Instead of slowing down, playing golf, sitting in the rocking chair, or periodically doting on grandchildren, many older dads are rising to the challenge of being a great father to their young and school age children. Valuing the joys of their children’s day to day activities, the pursuit of meaningful family relationships, and even the freedom from overwork in their former careers, these seasoned men are making the most of the vocation of fatherhood in their fifties, sixties, and seventies. Christopher Parkening is one example of a father who has stepped back from a fruitful career to focus on tending his “garden” closer to home and on growing a strong relationship with his child.

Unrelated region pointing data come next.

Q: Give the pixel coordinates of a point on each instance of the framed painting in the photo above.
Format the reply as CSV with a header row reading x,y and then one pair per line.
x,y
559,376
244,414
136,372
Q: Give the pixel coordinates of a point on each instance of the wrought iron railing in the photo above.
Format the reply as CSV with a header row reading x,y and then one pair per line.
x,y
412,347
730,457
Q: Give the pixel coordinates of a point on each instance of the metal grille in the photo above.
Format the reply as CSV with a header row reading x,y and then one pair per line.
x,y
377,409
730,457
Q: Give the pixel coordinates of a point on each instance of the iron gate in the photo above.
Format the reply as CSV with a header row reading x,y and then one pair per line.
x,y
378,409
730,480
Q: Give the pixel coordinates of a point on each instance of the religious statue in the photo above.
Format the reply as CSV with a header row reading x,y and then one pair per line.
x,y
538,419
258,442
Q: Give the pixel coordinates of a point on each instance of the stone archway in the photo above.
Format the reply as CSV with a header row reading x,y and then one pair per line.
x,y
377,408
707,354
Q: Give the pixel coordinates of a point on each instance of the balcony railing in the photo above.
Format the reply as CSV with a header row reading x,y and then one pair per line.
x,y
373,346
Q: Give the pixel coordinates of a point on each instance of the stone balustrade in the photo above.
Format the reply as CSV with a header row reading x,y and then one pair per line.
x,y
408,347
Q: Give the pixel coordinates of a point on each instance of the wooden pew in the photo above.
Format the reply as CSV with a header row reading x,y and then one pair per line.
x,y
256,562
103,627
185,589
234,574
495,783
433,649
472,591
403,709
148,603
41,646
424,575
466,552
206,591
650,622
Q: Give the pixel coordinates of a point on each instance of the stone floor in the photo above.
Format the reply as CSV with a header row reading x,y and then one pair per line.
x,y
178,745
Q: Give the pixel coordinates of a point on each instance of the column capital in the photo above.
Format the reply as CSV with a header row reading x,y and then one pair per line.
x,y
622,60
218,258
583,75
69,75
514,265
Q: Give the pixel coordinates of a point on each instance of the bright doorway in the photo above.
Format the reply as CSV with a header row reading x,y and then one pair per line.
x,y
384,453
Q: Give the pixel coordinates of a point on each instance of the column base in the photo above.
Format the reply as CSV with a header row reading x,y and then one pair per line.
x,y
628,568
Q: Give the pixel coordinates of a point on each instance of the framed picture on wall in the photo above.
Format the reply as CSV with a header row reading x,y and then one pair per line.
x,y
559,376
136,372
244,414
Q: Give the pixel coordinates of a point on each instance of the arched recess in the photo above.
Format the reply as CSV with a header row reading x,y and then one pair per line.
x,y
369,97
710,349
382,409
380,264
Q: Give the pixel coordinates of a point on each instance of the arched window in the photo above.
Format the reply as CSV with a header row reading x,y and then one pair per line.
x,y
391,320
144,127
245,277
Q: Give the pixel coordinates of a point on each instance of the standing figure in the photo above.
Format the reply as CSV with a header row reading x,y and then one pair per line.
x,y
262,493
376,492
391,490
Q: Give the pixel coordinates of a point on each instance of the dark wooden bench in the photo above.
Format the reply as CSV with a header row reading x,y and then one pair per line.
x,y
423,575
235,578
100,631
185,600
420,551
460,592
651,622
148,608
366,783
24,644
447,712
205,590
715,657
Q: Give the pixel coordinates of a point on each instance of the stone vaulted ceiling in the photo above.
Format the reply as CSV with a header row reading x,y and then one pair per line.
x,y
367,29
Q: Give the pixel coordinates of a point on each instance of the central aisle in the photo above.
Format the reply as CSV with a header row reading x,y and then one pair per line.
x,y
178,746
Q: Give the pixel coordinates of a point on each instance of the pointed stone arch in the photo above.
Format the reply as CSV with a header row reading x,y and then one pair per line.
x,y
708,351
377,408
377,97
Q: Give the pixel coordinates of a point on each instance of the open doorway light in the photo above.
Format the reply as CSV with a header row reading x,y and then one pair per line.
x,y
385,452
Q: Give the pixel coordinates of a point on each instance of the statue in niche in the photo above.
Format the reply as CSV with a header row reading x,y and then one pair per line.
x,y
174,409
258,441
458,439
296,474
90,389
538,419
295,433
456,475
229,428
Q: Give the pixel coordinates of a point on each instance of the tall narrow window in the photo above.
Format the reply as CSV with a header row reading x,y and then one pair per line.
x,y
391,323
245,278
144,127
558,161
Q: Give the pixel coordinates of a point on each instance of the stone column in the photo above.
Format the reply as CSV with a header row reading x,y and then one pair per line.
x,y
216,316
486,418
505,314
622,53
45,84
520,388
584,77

Parkening is one of the world’s preeminent virtuosos of the classical guitar. In a concert career that spanned 50 years, he performed around the world, receiving numerous awards including two Grammy nominations. In 2012, he retired from the concert stage, although he is training a new generation of musicians in his position as Distinguished Professor of Music and Chair of the Guitar Department at Pepperdine University in Malibu, California.
Parkening saved fatherhood for the second half of his life, and he is relishing it. Now age 65, he remembers feeling “amazement, gratitude, blessed, and also in a bit of a daze” when his wife Theresa gave birth to their son Luke nine years ago. If Luke were born during the height of Parkening’s concert career, he says, “it would have been quite different. I was on the road touring for months at a time. I would have been an absentee father.” The wisdom gained through Parkening’s life experiences allow him to focus on what’s important in his relationship with his son. “Also, I was immature and valued material things and possessions more than what is of real value—glorifying God with my life and abilities.”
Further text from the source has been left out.